Bob Carter is convinced that a residential program in rural Utah transformed his son from an unruly teen into a responsible adult. He believes the program's key feature is "a positive, conformist sort of element," which becomes "indoctrinated by the kids themselves." Soon, he explained, "they create an environment where the kids more monitor each other than anything else."
But in Huffine's view, "turning kids into narcs is not a good thing, in terms of how you want to help kids ... establish some sense of their own social ethics."
Bush said that while a young person could eventually learn to adhere reflexively to rules in a confined environment, conformity itself is not a healthy goal. "You might condition ... a rat or a monkey to do something if you punish them enough," she commented. "But it doesn't mean there's been some insight or great growth."
Curbing "emotional growth"
Mental health advocacy groups say that in order to prevent mistreatment, the government must hold private treatment facilities to some clinically based standard of care. As an initial step, they are pushing the End Institutionalized Abuse Against Children bill, which would provide seed money to develop state-level regulations.
While some service providers, including WWASPS, have publicly supported moderate state-based regulation, the industry group National Association of Therapeutic Schools and Programs has contended that bureaucratic monitoring could hinder innovation, and that the government should defer to the industry's own internally developed guidelines.
But Robert Friedman, chair of the Department of Child and Family Studies at the University of South Florida, warned that given the evidence of mistreatment, "there's a danger that if left to self-regulate... there may be the illusion that there's adequate accountability. And that, in some cases, could be worse than at least not having any illusion."
Nonetheless, youth advocates say legal restraints will accomplish little unless the government strengthens and expands the youth behavioral health system.
Mental health experts note that the parents who enroll children in private facilities typically lack insurance coverage for complex therapies. Meanwhile, openings in local mental health programs are so limited that thousands of families struggling to address their children's problems have felt forced to turn them over to the child-welfare or juvenile-justice systems so the state can provide appropriate treatment.

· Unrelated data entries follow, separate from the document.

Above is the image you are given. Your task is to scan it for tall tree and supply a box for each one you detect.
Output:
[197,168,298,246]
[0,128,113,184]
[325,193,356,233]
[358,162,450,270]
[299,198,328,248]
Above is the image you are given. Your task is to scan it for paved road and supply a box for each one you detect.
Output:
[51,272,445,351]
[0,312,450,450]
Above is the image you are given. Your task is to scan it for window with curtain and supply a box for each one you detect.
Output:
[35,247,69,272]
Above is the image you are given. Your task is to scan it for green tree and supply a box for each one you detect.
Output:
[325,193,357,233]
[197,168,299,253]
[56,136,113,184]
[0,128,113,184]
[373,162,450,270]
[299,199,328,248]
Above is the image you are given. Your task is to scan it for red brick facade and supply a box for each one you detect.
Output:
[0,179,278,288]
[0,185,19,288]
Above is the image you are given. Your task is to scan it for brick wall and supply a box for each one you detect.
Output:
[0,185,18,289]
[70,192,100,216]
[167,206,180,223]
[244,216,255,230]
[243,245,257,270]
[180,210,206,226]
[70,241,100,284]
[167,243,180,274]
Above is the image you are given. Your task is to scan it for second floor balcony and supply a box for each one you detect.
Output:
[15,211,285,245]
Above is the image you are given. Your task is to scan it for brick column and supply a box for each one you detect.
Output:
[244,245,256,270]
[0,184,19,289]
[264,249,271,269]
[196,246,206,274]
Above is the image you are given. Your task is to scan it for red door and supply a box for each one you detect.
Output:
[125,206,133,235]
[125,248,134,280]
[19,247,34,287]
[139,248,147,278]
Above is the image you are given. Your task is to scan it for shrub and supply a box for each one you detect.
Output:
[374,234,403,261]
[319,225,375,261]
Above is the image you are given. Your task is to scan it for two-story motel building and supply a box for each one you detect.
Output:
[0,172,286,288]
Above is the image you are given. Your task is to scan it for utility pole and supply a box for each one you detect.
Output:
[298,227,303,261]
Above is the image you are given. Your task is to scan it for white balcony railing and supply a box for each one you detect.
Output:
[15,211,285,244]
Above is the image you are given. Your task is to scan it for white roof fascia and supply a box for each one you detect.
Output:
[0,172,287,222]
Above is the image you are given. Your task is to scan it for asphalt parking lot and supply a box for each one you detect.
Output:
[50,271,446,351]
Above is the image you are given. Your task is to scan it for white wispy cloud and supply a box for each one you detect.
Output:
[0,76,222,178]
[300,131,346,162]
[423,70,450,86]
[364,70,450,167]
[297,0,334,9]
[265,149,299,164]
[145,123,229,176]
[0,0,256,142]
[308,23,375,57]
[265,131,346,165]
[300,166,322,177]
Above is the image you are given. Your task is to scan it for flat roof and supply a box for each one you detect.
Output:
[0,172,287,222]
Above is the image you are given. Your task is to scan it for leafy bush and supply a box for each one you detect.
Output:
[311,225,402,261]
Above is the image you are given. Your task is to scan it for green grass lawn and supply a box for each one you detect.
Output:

Amid these resource gaps, Friedman said, the growth of the residential treatment industry indicates the need to "develop services and supports close to home, so that families can get the help that they need."
Last year, research by the National Institutes of Health found that while coercive, fear-inducing treatment programs have not proven effective and could aggravate delinquent behavior, more holistic, family-centered approaches have demonstrated positive results in at-risk youth. One federal legislative proposal, the Keeping Families Together Act, would lift restrictions on a special Medicaid waiver to help families use public funds to access community-based treatment.
But enhancing treatment options is only part of the picture, according to Shelby Earnshaw, who underwent a behavior modification program as a teen and now directs the advocacy association International Survivors Action Committee. What fuels the private treatment industry, she argued, is a societal willingness to stigmatize youth with behavioral problems.
Parents who are desperate to "correct" their children, she said, tend to believe that a misbehaving teen is "not worthy of being treated as well... as a kid who didn't do drugs [or] who didn't get involved in crime. I have a big problem with that. Those kids need more help. They need to be treated better."